Concernant les gestes autorisés, "l'examen peut comporter une palpation des seins, une palpation abdominale, un toucher vaginal avec gant ou doigtier, et l'usage de matériels médicaux tels qu'un spéculum ou une sonde endovaginale. Dans certains cas, le recours à un toucher rectal après explications peut être justifié", prévoit aussi la charte. Mais ces pratiques doivent bientôt être précisées. "Des recommandations de pratiques cliniques sont en cours de rédaction et devraient être prêtes pour la fin de l'année", assure à franceinfo le CNGOF.

3Comment le gynécologue doit-il recueillir le consentement de la patiente ?

La charte des bonnes pratiques du CNGOF précise que la consultation en gynécologie ou en obstétrique "n'est pas une consultation comme les autres puisqu'elle touche à l'intimité des patientes" et que "l'accord oral de la femme est recueilli avant tout examen clinique." Par ailleurs, "l'examen doit pouvoir être interrompu dès que la patiente en manifeste la volonté".

Mais cette pratique pourrait être amenée à évoluer. "Le point problématique dans les affaires de viol, c'est l'existence d'une preuve du consentement, car on est dans du parole contre parole", note le pénaliste Avi Bitton.
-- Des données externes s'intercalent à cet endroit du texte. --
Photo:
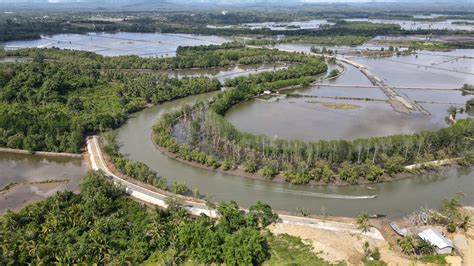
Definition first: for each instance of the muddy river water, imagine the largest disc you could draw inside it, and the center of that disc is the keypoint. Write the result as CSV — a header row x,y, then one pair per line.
x,y
303,118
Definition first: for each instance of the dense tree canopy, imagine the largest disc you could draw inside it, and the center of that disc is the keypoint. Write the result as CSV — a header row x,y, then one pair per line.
x,y
54,97
100,225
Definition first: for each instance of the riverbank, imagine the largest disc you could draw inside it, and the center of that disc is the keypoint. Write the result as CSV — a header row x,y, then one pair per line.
x,y
279,177
155,196
43,153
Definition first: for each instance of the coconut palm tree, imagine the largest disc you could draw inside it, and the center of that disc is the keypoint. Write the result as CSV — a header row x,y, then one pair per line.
x,y
363,222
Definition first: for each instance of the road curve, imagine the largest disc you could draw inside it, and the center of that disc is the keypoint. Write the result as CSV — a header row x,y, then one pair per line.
x,y
197,208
Parmi les changements possibles, ce dernier note que la signature, par le patient, d'un formulaire écrit de consentement à l'examen médical, comme il est d'usage pour d'autres types d'actes, permettrait de formaliser le recueil du consentement de la patiente examinée.

4D'autres femmes avaient-elles déjà dénoncé des faits comparables ?
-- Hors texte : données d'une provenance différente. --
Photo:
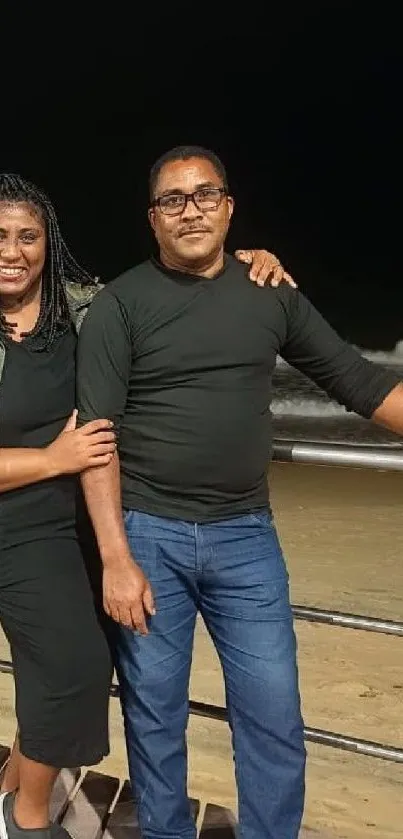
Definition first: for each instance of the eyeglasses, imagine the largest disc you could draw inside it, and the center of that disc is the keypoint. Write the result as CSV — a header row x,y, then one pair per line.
x,y
207,198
Oui. En 2014, de nombreuses femmes avaient pris la parole sur les réseaux sociaux pour dénoncer les violences gynécologiques dont elles s'estimaient victimes avec le hashtag #PayeTonUterus. En juin 2018, le Haut Conseil à l'égalité entre les femmes et les hommes avait publié un rapport sur les "actes sexistes durant le suivi gynécologique et obstétrical", notant que 3,4% des plaintes déposées auprès des instances disciplinaires de l'Ordre des médecins en 2016 concernent des agressions sexuelles et des viols commis par des médecins.

Ces dernières années, plusieurs gynécologues ont également fait l'objet de plaintes par un grand nombre de patientes. Parmi eux figure le professeur Emile Daraï, spécialiste de l'endométriose et ancien chef de service à l'hôpital Tenon (AP-HP), avec lequel Chrysoula Zacharopoulou a travaillé. Il est sous le coup d'une enquête depuis le 3 janvier pour des accusations de viols concernant au moins 25 patientes, ce qu'il conteste.